Compaq will show off Aero, a series of organizers based on Microsoft's Windows CE operating system that helps people navigate unfamiliar cities and can make restaurant reservations. At CeBIT the company promises to give away hundreds of Aeros which will run an application especially tailored for the show. The screen will display not only a map of the vast CeBIT exhibition hall, but also a map of nearby Hanover. It will also download information about restaurants and allow users to electronically book tables.
Motorola will be showing off a prototype wristwatch GSM phone with voice-activated dialing and Alcatel will unveil a new Web-connected phone, but the real focus at CeBIT will be applications that run on the most advanced next-generation phones. Philips will demonstrate a voice-recognition application, known as voice tagging, launched in partnership with Saraide, a San Mateo, Calif.-based company that specializes in designing wireless Internet services. Voice tagging allows phones to recognize speech commands. For example, you can preprogram your home number into the phone and when you say the word home, the mobile will automatically dial the number. Philips and Saraide are going a step further, demonstrating a system that allows users to preprogram up to 10 different types of content, such as weather forecasts or stock information, into their mobiles. When the user says "weather," for example, a short message service (sms) text command is automatically sent to Saraide's server and the information sought is sent back to the phone in text form. Ericsson will showcase Mobile e-Pay, a platform for secure sales transactions over mobile phones that works like an electronic wallet. For online payments, the technology links directly to a user's bank or credit card provider.
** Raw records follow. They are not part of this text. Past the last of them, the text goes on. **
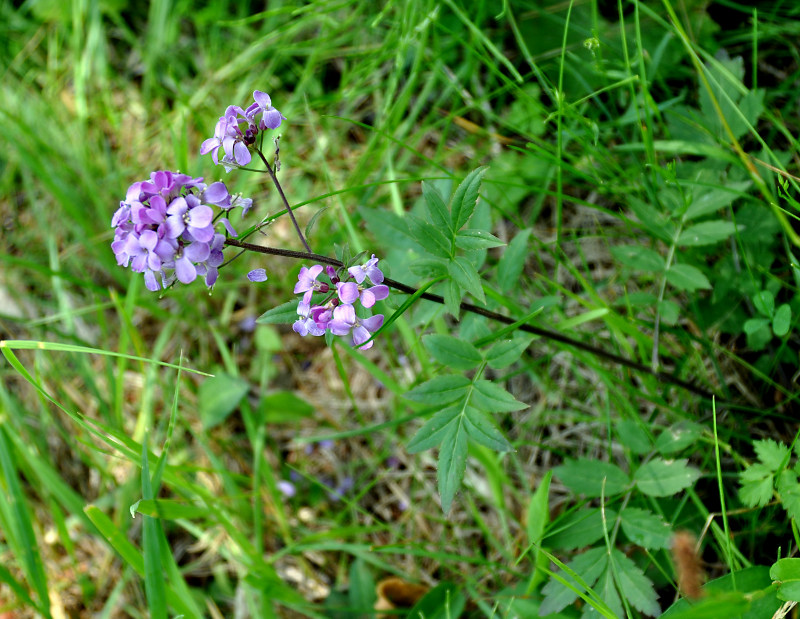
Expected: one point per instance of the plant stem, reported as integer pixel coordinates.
(285, 201)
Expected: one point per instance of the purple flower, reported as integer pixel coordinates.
(367, 270)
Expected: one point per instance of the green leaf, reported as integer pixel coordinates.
(660, 477)
(586, 476)
(638, 589)
(713, 199)
(511, 264)
(452, 462)
(435, 429)
(589, 566)
(773, 454)
(580, 528)
(678, 437)
(765, 303)
(465, 198)
(437, 210)
(218, 397)
(440, 390)
(782, 320)
(466, 276)
(687, 277)
(645, 528)
(492, 398)
(429, 237)
(637, 257)
(706, 233)
(283, 314)
(452, 352)
(506, 352)
(477, 239)
(483, 431)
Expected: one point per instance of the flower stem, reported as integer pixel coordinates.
(285, 201)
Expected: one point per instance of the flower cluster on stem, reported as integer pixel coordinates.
(335, 309)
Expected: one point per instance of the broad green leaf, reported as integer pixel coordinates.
(589, 566)
(452, 462)
(506, 352)
(687, 277)
(437, 210)
(218, 397)
(637, 257)
(465, 274)
(483, 431)
(511, 264)
(634, 437)
(477, 239)
(429, 237)
(439, 390)
(638, 589)
(492, 398)
(592, 478)
(580, 528)
(678, 437)
(786, 573)
(428, 268)
(434, 430)
(765, 303)
(645, 528)
(283, 314)
(452, 352)
(710, 199)
(782, 320)
(773, 454)
(706, 233)
(660, 477)
(465, 198)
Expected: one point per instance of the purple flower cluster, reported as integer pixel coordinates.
(165, 228)
(336, 311)
(237, 129)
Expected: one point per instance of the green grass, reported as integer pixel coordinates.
(606, 128)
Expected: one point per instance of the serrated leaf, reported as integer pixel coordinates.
(218, 397)
(439, 390)
(637, 257)
(782, 320)
(283, 314)
(586, 476)
(511, 264)
(645, 528)
(429, 237)
(466, 276)
(765, 303)
(773, 454)
(436, 208)
(678, 437)
(435, 429)
(589, 566)
(428, 268)
(578, 529)
(639, 591)
(660, 477)
(465, 198)
(452, 352)
(492, 398)
(483, 431)
(452, 462)
(477, 239)
(506, 352)
(687, 277)
(707, 233)
(710, 199)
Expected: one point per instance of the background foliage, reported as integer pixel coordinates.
(639, 160)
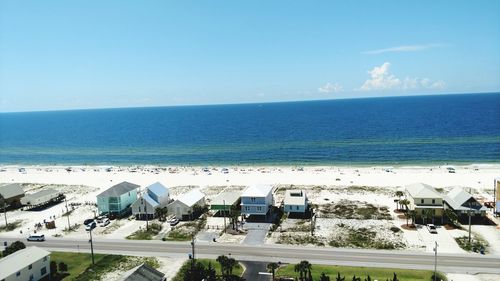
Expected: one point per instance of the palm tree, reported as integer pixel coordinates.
(3, 204)
(272, 267)
(412, 214)
(452, 216)
(223, 261)
(427, 214)
(399, 194)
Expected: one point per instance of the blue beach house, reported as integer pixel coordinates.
(257, 200)
(116, 200)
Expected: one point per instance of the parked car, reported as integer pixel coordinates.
(90, 226)
(173, 221)
(432, 228)
(104, 222)
(36, 237)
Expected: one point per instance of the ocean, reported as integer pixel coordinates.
(453, 129)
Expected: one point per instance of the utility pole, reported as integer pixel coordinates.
(67, 213)
(146, 211)
(435, 261)
(224, 202)
(91, 246)
(469, 212)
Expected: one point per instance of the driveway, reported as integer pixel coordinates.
(256, 234)
(252, 269)
(446, 243)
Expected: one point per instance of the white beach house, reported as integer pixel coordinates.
(295, 201)
(184, 207)
(31, 263)
(257, 200)
(424, 199)
(155, 196)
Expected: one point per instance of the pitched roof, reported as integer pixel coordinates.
(158, 189)
(295, 197)
(422, 190)
(191, 198)
(227, 197)
(143, 272)
(260, 190)
(457, 199)
(19, 260)
(11, 190)
(118, 189)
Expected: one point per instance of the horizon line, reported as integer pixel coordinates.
(245, 103)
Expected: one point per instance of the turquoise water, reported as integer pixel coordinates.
(396, 130)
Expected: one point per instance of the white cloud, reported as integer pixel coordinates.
(382, 79)
(331, 88)
(404, 48)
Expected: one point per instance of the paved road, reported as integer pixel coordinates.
(252, 269)
(453, 263)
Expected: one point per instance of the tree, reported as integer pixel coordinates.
(399, 194)
(3, 205)
(210, 273)
(272, 267)
(223, 261)
(324, 277)
(63, 267)
(14, 247)
(53, 268)
(427, 214)
(452, 216)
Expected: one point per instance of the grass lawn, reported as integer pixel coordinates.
(80, 264)
(350, 271)
(77, 263)
(237, 270)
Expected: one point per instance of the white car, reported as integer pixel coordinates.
(36, 237)
(104, 222)
(432, 228)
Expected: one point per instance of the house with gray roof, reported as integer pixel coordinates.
(184, 206)
(116, 200)
(462, 202)
(31, 263)
(12, 194)
(155, 196)
(143, 272)
(424, 197)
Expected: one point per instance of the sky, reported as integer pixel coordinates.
(103, 54)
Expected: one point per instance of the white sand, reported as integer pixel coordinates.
(83, 183)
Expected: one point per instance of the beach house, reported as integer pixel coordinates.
(257, 200)
(116, 200)
(31, 263)
(12, 194)
(425, 201)
(155, 196)
(295, 201)
(186, 207)
(463, 203)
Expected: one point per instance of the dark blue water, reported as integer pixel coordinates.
(396, 130)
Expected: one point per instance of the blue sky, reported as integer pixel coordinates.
(94, 54)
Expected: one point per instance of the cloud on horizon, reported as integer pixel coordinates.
(382, 79)
(405, 48)
(331, 88)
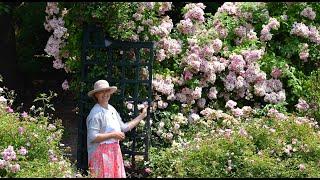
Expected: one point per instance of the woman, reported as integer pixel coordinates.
(104, 131)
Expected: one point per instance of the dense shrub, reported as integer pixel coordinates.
(30, 141)
(259, 147)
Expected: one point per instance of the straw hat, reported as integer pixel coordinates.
(101, 85)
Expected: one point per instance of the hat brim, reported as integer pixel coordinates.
(112, 90)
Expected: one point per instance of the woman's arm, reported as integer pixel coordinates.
(104, 136)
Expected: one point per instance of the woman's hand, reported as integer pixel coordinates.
(118, 135)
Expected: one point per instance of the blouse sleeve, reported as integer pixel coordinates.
(93, 128)
(124, 126)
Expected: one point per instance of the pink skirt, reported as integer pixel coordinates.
(107, 162)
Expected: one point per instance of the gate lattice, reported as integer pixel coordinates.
(123, 65)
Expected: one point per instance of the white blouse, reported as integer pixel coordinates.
(103, 120)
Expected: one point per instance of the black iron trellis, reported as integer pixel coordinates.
(118, 70)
Siemens will demonstrate the fruits of its new partnership with U.S. portal Yahoo. Siemens is now building direct access to Yahoo's Internet content into all its products. Users will have constant access to the latest information on the Web, such as stock prices, news headlines and sports scores. With a direct connection to My Yahoo, a bookmarked webpage, Siemens customers will be able to personalize the content they receive on their phones.
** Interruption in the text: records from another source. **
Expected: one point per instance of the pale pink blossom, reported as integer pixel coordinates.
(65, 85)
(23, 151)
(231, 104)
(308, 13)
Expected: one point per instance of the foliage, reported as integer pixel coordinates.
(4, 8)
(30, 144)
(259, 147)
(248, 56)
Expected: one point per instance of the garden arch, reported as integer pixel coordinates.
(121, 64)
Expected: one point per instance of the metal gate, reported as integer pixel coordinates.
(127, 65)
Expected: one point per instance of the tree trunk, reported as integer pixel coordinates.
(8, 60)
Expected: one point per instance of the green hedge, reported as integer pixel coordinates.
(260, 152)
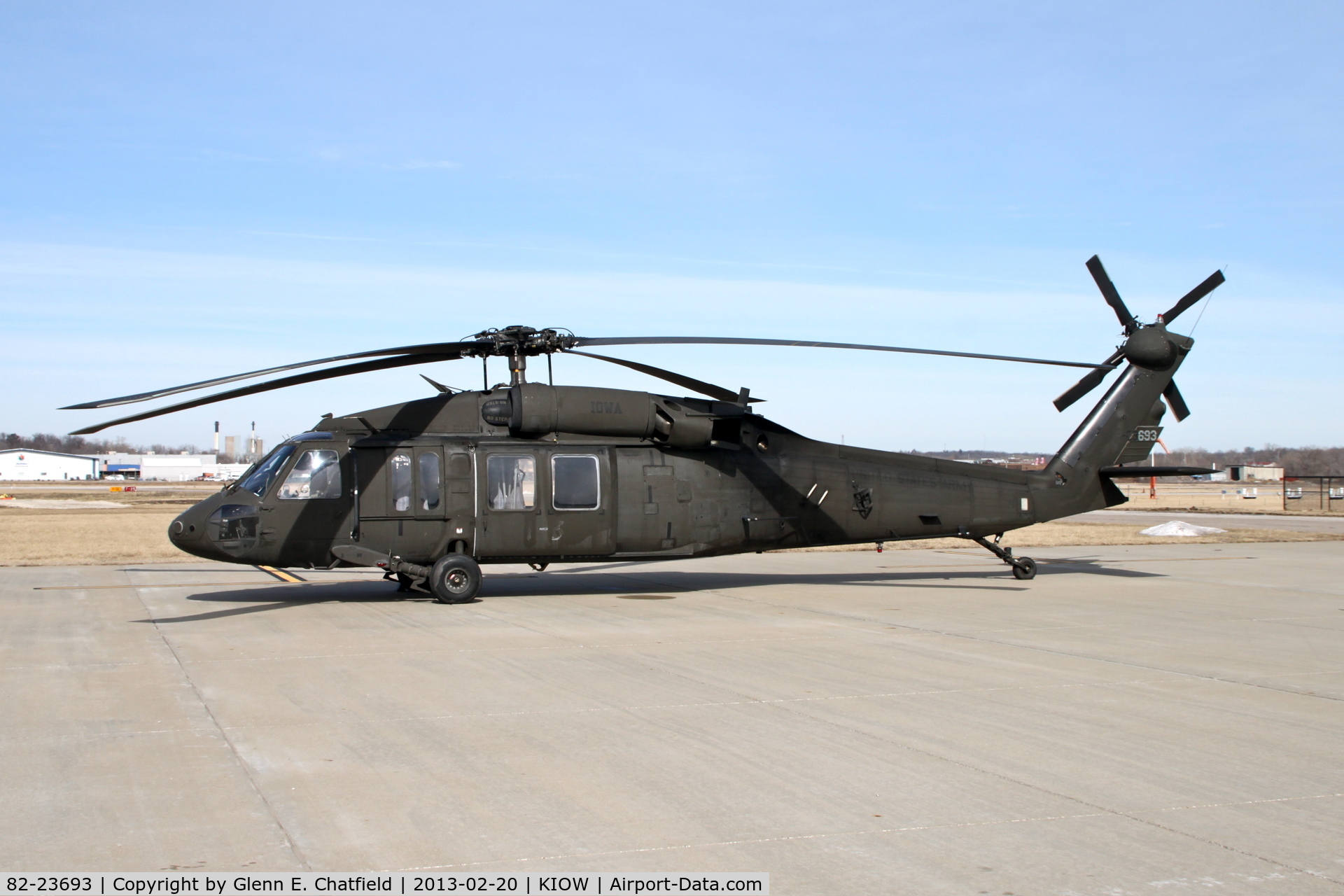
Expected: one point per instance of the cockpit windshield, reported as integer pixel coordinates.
(265, 473)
Personal computers are due to get a lot more personal, too. IBM's Almaden Research Center in San Jose, Calif., has already come up with a mouse that is sensitive to the user's mood. The "emotion mouse" can detect physiological signals--such as skin conductivity, blood pressure and heart rate--that may indicate how a user is feeling. For example, a user who is under stress will have sweaty palms, which can be detected by sensors studding the surface of the mouse. IBM believes that the mouse can be used in computer-related training in order to reduce stress among students by displaying a soothing screen-saver image or offering a different task after a certain stress threshold has been surpassed. It remains to be seen if users will feel comfortable with a mouse that can read minds.
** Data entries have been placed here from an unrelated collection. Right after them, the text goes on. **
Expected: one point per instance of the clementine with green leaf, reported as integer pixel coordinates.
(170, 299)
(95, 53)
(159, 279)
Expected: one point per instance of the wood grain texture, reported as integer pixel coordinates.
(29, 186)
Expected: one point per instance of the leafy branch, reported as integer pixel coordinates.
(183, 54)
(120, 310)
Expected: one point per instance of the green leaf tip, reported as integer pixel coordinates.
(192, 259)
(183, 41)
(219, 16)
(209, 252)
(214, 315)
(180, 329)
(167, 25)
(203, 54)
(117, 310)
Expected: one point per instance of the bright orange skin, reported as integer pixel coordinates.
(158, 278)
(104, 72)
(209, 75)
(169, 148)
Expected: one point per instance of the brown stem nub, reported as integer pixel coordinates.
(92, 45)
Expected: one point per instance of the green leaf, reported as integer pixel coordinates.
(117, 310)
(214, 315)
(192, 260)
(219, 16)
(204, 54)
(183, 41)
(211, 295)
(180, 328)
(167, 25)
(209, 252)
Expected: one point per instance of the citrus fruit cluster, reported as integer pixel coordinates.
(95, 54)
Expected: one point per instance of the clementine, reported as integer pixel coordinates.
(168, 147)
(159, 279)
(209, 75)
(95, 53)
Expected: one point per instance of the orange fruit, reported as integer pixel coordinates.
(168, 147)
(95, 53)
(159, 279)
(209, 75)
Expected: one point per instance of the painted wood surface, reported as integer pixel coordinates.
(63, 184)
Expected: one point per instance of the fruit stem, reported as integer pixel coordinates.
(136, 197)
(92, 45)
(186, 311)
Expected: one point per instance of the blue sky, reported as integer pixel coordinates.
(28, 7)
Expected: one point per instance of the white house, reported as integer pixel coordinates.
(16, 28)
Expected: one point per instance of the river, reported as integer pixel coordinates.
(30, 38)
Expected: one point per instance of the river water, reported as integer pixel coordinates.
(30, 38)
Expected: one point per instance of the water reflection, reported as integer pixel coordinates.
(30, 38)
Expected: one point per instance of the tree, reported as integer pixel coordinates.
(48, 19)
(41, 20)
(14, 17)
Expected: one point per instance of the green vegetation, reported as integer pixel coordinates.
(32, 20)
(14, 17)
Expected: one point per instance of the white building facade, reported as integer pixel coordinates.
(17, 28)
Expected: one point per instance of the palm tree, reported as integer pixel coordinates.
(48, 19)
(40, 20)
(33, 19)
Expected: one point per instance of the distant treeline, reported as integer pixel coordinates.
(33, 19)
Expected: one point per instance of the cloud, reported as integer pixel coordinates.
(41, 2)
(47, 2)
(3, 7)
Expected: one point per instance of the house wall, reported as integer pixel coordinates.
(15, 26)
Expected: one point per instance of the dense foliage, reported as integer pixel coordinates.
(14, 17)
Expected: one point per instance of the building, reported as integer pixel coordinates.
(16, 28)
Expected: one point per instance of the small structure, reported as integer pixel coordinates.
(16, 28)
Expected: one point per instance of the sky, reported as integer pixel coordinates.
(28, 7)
Meanwhile, Hewlett-Packard and Compaq are announcing open-platform, scaled-down Internet versions of the standard desktop PC for business users, a move which analysts say is a direct response to the growing popularity of alternative ways of accessing online information. HP's Vectra and Compaq's iPaq machines are designed for the corporate market, making it easy to connect to the Web but hard for staff to reconfigure on a personal basis or copy company files onto disks. Roughly a quarter of the dimensions of a standard PC and weighing in at only 3.8 kg, the Vectra takes up a fraction of the deskspace used up by a standard PC.
Although the new breed of PC attempt to emulate information appliances they still are burdened by the negative aspects of PCs. "They are smaller, sexier and hopefully easier to use but still tied to the Windows legacy, which is basically cumbersome," says Roger Kay, an analyst at technology consultancy IDC. As other types of consumer-friendly gadgets gain in popularity, the pressure will be on PC makers to make even more improvements in time for next year's CeBIT.